Does no flashing lights mean a dead network card?
Colin McGregor
colinmc151-bJEeYj9oJeDQT0dZR+AlfA at public.gmane.org
Thu Aug 9 11:42:15 UTC 2007
--- Walter Dnes <waltdnes-SLHPyeZ9y/tg9hUCZPvPmw at public.gmane.org> wrote:
> I've been looking for an excuse to get rid of my
> 1999 Dell, all 128
> megs of RAM and 450 mhz PIII. I just moved, and I
> find that the network
> cardi lights do not flash at all. I believe that
> implies dead hardware.
> I think this is co-incidence.

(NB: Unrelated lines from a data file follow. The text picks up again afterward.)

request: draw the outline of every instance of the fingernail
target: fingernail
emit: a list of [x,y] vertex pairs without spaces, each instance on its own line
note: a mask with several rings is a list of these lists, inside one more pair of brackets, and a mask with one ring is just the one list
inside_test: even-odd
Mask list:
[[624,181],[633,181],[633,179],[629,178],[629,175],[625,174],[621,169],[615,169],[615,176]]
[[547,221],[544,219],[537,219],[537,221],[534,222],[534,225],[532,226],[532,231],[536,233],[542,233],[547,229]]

A knock during the
> move hard enough to
> break the network card should've wreaked havoc with
> the rest of the
> machine. It works OK, except for the dead network
> card, which means no
> ADSL; did I ever mention that dialup is a pain?

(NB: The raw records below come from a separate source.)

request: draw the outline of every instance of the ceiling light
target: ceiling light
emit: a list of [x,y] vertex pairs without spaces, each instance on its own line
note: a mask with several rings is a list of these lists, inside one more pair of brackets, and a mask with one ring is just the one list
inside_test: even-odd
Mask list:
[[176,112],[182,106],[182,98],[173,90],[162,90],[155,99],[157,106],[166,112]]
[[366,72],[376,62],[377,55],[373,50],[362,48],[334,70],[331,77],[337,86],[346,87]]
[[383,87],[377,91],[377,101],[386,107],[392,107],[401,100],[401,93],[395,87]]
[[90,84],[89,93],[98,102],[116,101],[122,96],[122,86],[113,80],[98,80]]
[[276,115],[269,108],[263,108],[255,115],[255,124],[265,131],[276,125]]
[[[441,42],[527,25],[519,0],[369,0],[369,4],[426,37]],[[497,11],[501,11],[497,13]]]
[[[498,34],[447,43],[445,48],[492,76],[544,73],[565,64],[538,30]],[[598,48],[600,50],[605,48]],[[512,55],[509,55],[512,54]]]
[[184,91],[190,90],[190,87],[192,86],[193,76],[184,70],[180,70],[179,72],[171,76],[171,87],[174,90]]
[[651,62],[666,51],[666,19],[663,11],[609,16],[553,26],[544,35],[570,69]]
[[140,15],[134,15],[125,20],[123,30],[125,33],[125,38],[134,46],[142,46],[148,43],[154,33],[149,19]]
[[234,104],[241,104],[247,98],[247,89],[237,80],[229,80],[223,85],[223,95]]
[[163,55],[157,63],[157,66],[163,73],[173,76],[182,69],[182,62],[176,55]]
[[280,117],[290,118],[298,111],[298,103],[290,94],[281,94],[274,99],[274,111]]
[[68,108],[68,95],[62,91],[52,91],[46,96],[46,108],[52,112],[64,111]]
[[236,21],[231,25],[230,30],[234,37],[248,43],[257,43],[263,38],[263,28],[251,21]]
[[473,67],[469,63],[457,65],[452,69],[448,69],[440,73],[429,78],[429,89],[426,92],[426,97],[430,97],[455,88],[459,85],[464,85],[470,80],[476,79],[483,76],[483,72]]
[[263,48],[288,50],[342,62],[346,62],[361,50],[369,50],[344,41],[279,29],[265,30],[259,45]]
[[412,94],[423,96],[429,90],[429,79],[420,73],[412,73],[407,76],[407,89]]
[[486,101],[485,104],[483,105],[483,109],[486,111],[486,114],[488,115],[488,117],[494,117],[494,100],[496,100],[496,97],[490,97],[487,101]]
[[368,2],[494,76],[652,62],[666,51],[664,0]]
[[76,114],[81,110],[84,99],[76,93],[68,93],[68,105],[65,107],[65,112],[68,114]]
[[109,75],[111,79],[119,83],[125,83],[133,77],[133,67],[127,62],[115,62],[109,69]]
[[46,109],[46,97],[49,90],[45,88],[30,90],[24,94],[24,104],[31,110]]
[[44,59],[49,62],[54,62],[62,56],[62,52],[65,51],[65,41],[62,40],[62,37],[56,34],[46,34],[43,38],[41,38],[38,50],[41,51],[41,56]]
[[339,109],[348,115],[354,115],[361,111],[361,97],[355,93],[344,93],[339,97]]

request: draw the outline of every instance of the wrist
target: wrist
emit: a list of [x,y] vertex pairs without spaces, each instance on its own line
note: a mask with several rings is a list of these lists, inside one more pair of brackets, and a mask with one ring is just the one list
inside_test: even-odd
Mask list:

I would start checking the obvious, cables, and
connectors. I have seen (most unusual though) a
network card that worked fine, but no LED (as best I
could tell, a dead LED, period).
> I decided some time ago that when parts start
> needing to be replaced,
> I should get rid of it. Does no flashing lights
> mean dead a physically
> dead card? The weird part is that dmesg doesn't
> complain, and ifconfig
> shows eth0 present and looking OK, but I can't even
> ping my ADSL modem.
After you have checked the cables, connectors, the
device at the other end I would assume the issue to be
a dead NIC card...
Colin.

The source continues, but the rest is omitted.